The options above can be purchased in combination. The first option will be the "clinic" as a basic element (medical examinations, diagnostics, treatment). The cost of the policy will depend on the number of selected items and on the level of the hospital.
Modern realities
To date, the problems of medical insurance in Russia, which need to be addressed, are quite clearly outlined. In particular, the following difficulties can be called:
- Political. Today, there is an intention to carry out the reform of the insurance system in the country. It is expressed in the annual messages of the Head of State to the Federal Assembly. However, there is no political solution to the question.
- Economic. Although the financing system existing within the framework of the programs provides for insurance for unemployed citizens, it does not determine the mechanism of this provision.
- Organizational. The formed infrastructure, different in the subjects and under the strict control of the executive bodies, does not have the ability to actually fulfill the full functional purpose in accordance with the law.

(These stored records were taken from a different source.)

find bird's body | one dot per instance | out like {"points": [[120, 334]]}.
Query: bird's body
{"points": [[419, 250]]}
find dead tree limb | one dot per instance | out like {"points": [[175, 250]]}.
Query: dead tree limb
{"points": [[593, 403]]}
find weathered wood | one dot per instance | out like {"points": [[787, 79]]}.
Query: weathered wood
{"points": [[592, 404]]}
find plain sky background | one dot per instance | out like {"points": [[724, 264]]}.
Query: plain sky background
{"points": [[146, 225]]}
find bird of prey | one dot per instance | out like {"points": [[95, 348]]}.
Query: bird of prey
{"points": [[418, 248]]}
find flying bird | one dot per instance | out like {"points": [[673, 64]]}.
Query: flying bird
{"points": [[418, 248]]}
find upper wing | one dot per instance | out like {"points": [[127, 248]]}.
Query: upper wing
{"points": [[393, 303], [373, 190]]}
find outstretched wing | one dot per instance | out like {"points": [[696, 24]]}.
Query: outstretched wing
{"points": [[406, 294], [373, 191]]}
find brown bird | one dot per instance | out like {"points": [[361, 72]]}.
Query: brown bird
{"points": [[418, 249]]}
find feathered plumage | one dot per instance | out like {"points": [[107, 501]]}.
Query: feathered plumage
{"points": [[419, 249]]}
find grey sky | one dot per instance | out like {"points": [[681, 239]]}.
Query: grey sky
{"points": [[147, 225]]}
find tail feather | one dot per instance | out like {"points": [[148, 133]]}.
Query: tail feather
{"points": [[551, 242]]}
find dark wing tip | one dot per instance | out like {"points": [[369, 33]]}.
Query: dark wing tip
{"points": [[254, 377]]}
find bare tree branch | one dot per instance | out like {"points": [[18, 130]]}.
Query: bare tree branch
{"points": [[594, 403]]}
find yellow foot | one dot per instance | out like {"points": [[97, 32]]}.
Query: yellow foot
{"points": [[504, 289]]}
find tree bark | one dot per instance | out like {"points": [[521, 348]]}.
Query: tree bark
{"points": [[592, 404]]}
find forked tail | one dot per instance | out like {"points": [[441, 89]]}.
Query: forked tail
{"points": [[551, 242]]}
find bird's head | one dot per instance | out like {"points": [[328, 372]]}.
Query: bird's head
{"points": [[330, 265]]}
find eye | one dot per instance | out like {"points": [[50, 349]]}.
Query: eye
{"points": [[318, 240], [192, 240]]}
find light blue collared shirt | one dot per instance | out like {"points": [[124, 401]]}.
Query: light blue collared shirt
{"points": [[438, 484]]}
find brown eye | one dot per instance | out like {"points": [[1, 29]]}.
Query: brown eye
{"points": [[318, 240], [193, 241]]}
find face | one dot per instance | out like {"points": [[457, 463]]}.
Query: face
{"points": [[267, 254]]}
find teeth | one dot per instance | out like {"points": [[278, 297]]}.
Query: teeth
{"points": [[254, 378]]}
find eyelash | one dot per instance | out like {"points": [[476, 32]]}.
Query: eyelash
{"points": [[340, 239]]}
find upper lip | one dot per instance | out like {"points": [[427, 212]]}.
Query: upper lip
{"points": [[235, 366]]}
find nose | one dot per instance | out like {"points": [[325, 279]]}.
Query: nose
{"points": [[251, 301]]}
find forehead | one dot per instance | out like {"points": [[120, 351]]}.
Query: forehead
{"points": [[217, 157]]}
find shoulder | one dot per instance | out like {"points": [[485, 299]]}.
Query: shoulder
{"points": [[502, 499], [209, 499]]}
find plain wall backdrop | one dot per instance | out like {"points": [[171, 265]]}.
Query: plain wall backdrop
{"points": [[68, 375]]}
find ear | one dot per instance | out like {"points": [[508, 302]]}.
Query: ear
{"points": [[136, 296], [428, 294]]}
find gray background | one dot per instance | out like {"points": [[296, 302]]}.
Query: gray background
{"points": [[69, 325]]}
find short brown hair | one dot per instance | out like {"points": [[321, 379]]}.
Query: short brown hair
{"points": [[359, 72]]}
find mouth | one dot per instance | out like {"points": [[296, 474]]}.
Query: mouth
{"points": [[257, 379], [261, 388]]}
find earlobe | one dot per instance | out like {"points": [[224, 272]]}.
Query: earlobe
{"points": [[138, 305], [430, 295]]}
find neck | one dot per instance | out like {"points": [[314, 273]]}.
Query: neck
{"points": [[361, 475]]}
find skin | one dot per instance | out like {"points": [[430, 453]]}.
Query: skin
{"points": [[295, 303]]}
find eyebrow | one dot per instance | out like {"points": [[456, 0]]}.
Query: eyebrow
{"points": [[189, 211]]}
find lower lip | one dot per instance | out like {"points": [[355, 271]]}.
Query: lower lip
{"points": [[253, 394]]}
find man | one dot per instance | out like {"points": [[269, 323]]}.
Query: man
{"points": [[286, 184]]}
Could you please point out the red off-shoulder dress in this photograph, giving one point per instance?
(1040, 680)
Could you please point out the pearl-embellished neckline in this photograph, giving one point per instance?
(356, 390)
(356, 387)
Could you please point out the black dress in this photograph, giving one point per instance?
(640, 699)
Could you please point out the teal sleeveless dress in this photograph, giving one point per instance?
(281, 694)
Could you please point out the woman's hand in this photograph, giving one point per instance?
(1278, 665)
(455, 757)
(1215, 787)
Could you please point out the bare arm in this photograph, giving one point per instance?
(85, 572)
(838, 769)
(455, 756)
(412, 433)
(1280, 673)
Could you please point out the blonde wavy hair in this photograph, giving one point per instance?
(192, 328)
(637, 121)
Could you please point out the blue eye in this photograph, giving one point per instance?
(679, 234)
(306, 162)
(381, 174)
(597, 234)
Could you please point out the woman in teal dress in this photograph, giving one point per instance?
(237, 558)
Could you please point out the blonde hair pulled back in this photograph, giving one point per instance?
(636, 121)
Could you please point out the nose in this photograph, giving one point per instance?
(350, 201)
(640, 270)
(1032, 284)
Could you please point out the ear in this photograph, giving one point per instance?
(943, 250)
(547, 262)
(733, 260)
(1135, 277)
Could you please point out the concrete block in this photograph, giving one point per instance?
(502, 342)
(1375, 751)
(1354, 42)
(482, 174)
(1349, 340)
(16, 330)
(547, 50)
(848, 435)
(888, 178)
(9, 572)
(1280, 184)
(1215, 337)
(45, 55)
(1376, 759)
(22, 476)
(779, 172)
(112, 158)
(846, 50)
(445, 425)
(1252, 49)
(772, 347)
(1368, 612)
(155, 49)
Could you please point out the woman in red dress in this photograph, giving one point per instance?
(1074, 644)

- Social. Medical insurance has no support either from doctors or from, in fact, citizens.
- Terminological. At the moment, there is confusion in concepts. Many terms were launched into circulation, distorting the idea of not only the essence of programs, but also their principles.
- Informational. There is still no provision for adequate information on the transition to insurance.Quite often, very superficial judgments on this issue appear in the media, and their authors are often not quite well-trained professional people.